Un roman qui passe à la trappe.



dimanche 10 novembre 2013

Metro 2033


Fiche technique

Éditeur: L'Atalante
Auteur : Dmitry Glukhovsky
Prix : 24,50 euro
Pages: environ 640




Synopsis


Vingt années se sont écoulées depuis l'apocalypse nucléaire qui a ravagée la planète, obligeant les quelques survivants à se mettre à l'abri sous terre pour fuir une surface désormais inhabitable. Réfugiés dans les souterrains du métro de Moscou, ils se sont organisés en micro-sociétés et survivent tant bien que mal aux pénuries, maladies et aux guerres pour la possession des dernières ressources.
Cependant l'apocalypse n'a pas fait que réduire l'humanité à la déchéance. Des créatures mutantes nées du chaos peuplent désormais la surface de la terre menaçant directement les quelques survivants qui s'y aventurent. Pire encore, comme si les pénuries, maladies et guerres civiles ne suffisaient pas, les tunnels du métro semblent abriter de sombres et invisibles menaces : sont-elles nées de l'apocalypse ou rôdaient-elles déjà avant le cataclysme ?

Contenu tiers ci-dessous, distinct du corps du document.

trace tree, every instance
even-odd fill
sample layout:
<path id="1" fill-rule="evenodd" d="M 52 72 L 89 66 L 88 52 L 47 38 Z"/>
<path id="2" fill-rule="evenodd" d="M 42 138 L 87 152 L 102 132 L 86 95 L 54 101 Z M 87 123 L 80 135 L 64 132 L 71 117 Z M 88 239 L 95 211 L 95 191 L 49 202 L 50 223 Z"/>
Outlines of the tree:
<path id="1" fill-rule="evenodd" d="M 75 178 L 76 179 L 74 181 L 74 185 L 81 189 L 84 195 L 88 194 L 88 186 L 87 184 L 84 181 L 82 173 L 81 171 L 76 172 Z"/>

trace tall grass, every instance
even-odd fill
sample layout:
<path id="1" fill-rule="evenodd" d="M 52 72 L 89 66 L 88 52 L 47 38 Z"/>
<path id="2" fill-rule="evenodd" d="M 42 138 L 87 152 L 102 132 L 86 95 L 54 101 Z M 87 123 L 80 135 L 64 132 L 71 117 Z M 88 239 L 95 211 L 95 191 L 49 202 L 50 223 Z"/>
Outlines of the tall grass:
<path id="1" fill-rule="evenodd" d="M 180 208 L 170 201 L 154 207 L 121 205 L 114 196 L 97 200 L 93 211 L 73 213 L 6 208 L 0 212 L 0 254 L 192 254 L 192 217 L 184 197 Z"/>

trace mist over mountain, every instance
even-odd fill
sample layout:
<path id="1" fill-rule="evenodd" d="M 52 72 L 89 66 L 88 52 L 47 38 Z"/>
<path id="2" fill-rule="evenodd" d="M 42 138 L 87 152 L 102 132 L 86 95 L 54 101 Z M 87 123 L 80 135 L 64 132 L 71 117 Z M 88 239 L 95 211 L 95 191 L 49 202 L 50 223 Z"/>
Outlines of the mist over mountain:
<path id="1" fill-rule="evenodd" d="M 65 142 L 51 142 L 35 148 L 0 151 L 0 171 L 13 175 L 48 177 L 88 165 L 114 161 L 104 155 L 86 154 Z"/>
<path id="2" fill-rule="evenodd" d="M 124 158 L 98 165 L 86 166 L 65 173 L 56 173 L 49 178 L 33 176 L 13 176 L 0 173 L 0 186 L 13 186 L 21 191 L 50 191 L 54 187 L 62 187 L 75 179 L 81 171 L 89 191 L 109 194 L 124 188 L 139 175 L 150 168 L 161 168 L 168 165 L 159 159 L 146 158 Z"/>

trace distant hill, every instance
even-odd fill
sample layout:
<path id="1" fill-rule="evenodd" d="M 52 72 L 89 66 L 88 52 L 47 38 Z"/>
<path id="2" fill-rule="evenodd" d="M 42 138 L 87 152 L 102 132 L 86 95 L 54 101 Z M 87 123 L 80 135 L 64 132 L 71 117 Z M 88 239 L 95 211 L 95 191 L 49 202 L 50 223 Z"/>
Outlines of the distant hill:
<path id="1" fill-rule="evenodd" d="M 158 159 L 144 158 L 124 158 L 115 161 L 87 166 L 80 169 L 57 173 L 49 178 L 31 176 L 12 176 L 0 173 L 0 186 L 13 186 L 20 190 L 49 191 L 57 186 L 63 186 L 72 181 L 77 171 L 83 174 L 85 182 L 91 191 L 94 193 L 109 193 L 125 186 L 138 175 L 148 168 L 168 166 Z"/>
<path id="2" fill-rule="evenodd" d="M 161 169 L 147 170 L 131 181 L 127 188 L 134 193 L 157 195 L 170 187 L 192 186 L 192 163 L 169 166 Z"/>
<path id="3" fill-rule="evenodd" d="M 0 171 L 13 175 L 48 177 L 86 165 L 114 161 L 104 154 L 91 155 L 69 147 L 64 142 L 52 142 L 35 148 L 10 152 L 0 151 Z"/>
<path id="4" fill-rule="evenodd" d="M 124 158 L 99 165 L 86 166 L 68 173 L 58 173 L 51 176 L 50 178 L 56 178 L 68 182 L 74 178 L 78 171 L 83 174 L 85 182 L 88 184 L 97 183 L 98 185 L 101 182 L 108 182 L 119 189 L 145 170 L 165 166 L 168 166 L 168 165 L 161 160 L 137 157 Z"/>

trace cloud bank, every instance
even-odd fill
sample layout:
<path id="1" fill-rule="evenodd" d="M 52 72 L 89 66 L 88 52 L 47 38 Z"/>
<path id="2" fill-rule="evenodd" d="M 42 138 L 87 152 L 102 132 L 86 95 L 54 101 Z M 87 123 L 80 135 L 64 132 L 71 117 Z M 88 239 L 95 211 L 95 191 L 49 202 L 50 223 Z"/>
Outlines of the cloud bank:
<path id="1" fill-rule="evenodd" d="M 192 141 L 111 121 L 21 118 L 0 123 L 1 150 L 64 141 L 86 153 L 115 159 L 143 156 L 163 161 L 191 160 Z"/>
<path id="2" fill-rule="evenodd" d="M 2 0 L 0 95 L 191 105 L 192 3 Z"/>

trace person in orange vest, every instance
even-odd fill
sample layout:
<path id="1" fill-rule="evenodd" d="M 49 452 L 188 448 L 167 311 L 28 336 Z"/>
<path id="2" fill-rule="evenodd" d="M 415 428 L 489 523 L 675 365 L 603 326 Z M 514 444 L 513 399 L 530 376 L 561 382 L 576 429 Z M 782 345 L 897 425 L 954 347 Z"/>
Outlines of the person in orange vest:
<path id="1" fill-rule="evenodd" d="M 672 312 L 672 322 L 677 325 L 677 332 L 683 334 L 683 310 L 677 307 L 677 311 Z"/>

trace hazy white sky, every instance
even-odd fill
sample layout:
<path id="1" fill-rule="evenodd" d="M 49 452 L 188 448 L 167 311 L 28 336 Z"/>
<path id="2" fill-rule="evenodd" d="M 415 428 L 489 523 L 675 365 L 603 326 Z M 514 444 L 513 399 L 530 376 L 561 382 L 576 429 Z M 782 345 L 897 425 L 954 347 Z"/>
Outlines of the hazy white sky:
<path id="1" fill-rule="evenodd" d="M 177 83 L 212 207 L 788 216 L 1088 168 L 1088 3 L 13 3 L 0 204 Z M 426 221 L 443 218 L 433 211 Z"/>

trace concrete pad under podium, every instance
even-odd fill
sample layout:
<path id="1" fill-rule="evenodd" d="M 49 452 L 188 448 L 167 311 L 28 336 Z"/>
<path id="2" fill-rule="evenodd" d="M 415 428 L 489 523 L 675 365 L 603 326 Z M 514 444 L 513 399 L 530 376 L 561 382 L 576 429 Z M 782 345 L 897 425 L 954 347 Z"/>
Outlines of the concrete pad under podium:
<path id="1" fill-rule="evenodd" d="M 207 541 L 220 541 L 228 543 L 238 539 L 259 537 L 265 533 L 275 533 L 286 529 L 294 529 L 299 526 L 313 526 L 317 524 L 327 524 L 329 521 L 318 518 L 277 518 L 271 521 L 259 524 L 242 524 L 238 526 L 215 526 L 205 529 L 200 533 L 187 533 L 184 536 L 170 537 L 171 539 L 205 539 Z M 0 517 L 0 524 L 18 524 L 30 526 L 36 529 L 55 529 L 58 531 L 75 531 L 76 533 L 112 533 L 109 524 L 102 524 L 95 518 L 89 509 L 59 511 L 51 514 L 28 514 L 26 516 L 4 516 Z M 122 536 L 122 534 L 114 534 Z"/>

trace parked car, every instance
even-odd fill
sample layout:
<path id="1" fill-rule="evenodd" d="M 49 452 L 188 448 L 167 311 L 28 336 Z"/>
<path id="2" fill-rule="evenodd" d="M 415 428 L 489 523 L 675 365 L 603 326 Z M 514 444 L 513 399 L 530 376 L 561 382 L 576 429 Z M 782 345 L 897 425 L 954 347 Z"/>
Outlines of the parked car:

En 2033, le jeune Artyom, citoyen de la station VDNKh doit avec ses camarades faire face à la menace de créatures mystérieuses venant des tunnels. La visite d'un Stalker réputé nommé Hunter va le précipiter dans une quête désespérée pour obtenir l'aide du dernier « bastion de la Civilisation », le regroupement de stations de métro « Polis ». Précipité dans les lugubres et dangereux tunnels, Artyom survivra t-il à son voyage ? Et quelle est cette sourde menace que même les plus endurcis et les plus téméraires des Stalkers semblent craindre ?

Source: http://fr.wikipedia.org/wiki/M%C3%A9tro_2033




L'avis du vieux geek: Excellent cheers cheers

Un livre qui nous fait rentrer dans un univers post-apocalyptique original. J'adore le coté hétéroclite des stations; toutes la lie de notre bonne vielle planète y est représentée. Une course poursuite prenante à travers tout le métropolitain moscovite, avec en prime des mutants et autres dégénérés. Je suis en adoration !


Conclusion

Simplement 631 pages de bonheur étrange. Une très belle édition avec le plan du métro en couleur derrière la couverture.


Pour aller plus loin dans cet univers....

- Deux jeux vidéo existent pour poursuivre l'aventure et vous faire exploser par des mutants radioactifs!
- Il existe également Métro 2034 et Métro 2035.